AI Checkers Forcing Kids To Write Like A Robot To Avoid Being Called A Robot
from the delve-devoid-underscore dept
Can the fear of students using generative AI and the rise of questionable AI “checker” tools create a culture devoid of creativity? It’s a topic that is curiously one worth delving into a bit more deeply, in part because of something that happened this weekend.
Earlier this year, we had a post by Alan Kyle about California bill SB 942. That bill would require AI companies to offer a free AI detection tool, despite the fact that such tools are notoriously unreliable and prone to nonsense.

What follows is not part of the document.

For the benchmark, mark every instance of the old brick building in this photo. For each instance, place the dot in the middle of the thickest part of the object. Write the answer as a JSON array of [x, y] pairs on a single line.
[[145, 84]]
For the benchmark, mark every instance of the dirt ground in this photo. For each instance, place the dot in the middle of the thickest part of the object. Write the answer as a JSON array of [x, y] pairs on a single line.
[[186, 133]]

As Kyle wrote, the bill takes a “nerd harder” approach to regulating technology its backers don’t understand.
SB 942 has continued to move forward just passed in the California Assembly. It’s now on Governor Newsom’s desk to potentially sign.

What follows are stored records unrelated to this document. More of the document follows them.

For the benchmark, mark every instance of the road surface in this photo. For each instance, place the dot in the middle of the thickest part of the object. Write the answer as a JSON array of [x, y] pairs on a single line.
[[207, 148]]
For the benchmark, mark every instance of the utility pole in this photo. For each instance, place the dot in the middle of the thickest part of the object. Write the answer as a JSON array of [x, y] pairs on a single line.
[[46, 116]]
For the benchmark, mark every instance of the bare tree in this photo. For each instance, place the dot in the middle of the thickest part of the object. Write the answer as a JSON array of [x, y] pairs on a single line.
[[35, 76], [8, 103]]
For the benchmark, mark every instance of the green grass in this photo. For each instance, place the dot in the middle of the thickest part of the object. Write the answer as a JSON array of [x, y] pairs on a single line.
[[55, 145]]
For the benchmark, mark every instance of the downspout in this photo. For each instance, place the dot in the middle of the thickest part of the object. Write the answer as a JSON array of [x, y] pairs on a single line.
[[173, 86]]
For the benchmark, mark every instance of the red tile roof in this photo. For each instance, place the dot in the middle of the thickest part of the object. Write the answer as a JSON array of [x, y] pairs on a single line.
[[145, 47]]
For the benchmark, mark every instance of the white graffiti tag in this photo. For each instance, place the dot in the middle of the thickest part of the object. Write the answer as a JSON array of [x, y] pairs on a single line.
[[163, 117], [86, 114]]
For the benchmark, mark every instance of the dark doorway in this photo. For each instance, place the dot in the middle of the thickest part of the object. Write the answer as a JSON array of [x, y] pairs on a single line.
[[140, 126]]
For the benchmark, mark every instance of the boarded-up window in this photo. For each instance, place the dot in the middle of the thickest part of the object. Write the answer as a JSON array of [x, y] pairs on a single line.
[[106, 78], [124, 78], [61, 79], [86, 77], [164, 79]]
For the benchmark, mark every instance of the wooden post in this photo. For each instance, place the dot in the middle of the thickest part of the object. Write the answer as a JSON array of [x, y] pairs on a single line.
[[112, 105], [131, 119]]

I was thinking about that this weekend after a situation at home. One of my kids* has an English homework assignment. They had to read Kurt Vonnegut’s famous short story, Harrison Bergeron, and write a short essay about it. Since I do a fair bit of writing, my kid asked me to review the essay and see if I had any pointers. I gave a few general suggestions on how to think about improving the flow of the piece, as it read very much like a standard first draft: a bit stilted. My kid went off to work on a rewrite.

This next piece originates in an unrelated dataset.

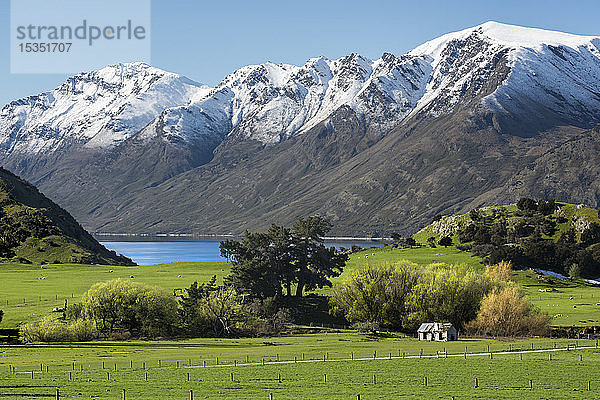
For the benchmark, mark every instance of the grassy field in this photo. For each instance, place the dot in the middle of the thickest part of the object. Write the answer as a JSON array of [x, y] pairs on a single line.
[[32, 291], [128, 365], [294, 366]]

If you’re unfamiliar with the story of Harrison Bergeron, it’s about a society that seeks to enforce “equality” by placing “handicaps” on anyone who excels at anything to bring them down to the least common denominator (e.g., ugly masks for pretty people, having to carry around extra weights for strong people). One of the morals to that story is on the perils of seeking to force equality in a manner that limits excellence and creativity.
Later in the day, the kid came by with their school-issued Chromebook, which has Grammarly Pro pre-installed. The students are encouraged to use it to improve their writing. One thing that the tool has is an “AI Checker” in which it tries to determine if the submitted text was written by AI.
This is similar to “plagiarism checkers” that have been around for a few decades. In fact, Grammarly’s “check” covers both AI and plagiarism (or so it says). Those systems have always had problems, especially around false positives. And it seems that the AI checkers are (unsurprisingly) worse**.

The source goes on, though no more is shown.